Alex, It's interesting that you see Regan as somewhat inegalitarian (and I guess he is, compared to Francione), because in the grand scheme of things, his views are extremely egalitarian. Other pro-animal writers make a much bigger deal out of human-animal differences. What I am exploring is the notion of non-egalitarian animal advocacy. It sounds like an oxymoron, but hopefully the book makes the idea appealing.
The whole idea that any creature has some kind of value that varies from animal to animal or even bug to bug is very repulsive to me. I can understand usefulness of a specific kind, like tastes better (chicken preferred to chimp) or kills more annoying bugs (like spiders). But some sort of almost poetic value sounds like religion to me.
there are perhaps 3 possibilities
The first is that the capacities view is correct, but our considered intuition about sloths is wrong. Their lives are less valuable (to them) than the life of a squirrel monkey is to the squirrel monkey. We are mistaken to judge the sloth higher just because it has a particularly unusual (and endearing) lifestyle.
The second is that the capacities view is correct, but actually sloths have at least equivalent capacities to squirrel monkeys. Perhaps, like bats, other capacities are enhanced for the sloth, though their vision and hearing senses are diminished. The increase in those capacities compensates for the reduction in others. (Perhaps they have extrardinary taste sensitivity to leaves for example...)
The third possibility of course is that the capacities view is incorrect, and the value of a sloth's life is not diminished by their sensory deficiencies.
I am intrigued though - why are capacities as such important? (I tend to the view that the internal experience and capacity for different levels of wellbeing is what differentiates between species)
Very helpful list of options.
I'm going to choose #1, but say that while the sloth's life is really no more valuable than the squirrel monkey's life (just as a life), there's something more there to be admired. Like some plants are more worth protecting from extinction than others, so the sloth is especially worth protecting. We don't want sloths to disappear like we wouldn't want banyan trees to disappear--in both cases, we are seeing a natural wonder.
I didn't choose #2 because I just think it might not be true that sloths are particularly good at anything!
#3--I've got views about "the good life," developed in my first book, that make capacities central. I think those ideas help us think about animals--but the proof is in the pudding (i.e. the book).
rtk--re: Repulsiveness of comparing value of different lives. I think that's a healthy first reaction.

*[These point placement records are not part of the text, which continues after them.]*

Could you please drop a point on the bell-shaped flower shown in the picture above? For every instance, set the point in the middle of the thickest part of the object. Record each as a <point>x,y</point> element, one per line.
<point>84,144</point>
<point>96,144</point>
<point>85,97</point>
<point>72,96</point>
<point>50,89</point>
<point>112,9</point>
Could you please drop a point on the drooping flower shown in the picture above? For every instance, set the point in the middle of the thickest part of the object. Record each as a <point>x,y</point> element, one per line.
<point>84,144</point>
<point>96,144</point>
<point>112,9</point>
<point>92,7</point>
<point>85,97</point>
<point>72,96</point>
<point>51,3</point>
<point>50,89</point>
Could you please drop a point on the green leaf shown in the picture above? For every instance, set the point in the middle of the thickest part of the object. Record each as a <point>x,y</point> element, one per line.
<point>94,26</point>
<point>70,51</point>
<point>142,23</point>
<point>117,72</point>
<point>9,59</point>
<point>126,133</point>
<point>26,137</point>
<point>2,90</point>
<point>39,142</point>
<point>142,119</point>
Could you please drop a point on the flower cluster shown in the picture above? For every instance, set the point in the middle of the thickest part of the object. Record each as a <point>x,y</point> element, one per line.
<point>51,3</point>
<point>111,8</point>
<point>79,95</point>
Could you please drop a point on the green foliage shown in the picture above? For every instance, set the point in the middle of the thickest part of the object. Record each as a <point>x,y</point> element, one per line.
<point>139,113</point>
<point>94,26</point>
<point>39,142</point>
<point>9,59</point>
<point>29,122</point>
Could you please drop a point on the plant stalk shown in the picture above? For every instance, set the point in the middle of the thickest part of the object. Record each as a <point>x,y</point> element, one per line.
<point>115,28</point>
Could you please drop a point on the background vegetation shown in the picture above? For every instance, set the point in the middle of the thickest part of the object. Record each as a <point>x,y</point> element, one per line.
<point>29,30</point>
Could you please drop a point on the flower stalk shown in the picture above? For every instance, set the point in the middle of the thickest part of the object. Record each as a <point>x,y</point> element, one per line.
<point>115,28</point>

I don't think we can avoid making comparisons, though, so should think through what way of doing so makes the most sense.
I defy anyone, even the Buddha himself, who has met a rat the size of a small cat in his kitchen in the middle of the night, to value it for its capacities. I defy anyone, even Jesus Christ, not to loathe and fear said rat. I defy anyone, even Saint Francis of Assisi, to not buy the next morning the most powerful rat poison on the market, without the slightest consideration for all warnings about dangers to the environment, to domestic animals, about possible birth defects to pregnant women, about the carcinogenic effects of coming within 10 meters of the rat poison.
Oh come on, why not just catch it and put it outside?
Jean: Have you ever looked at a rat's teeth? They bite, and besides, they're too fast to catch.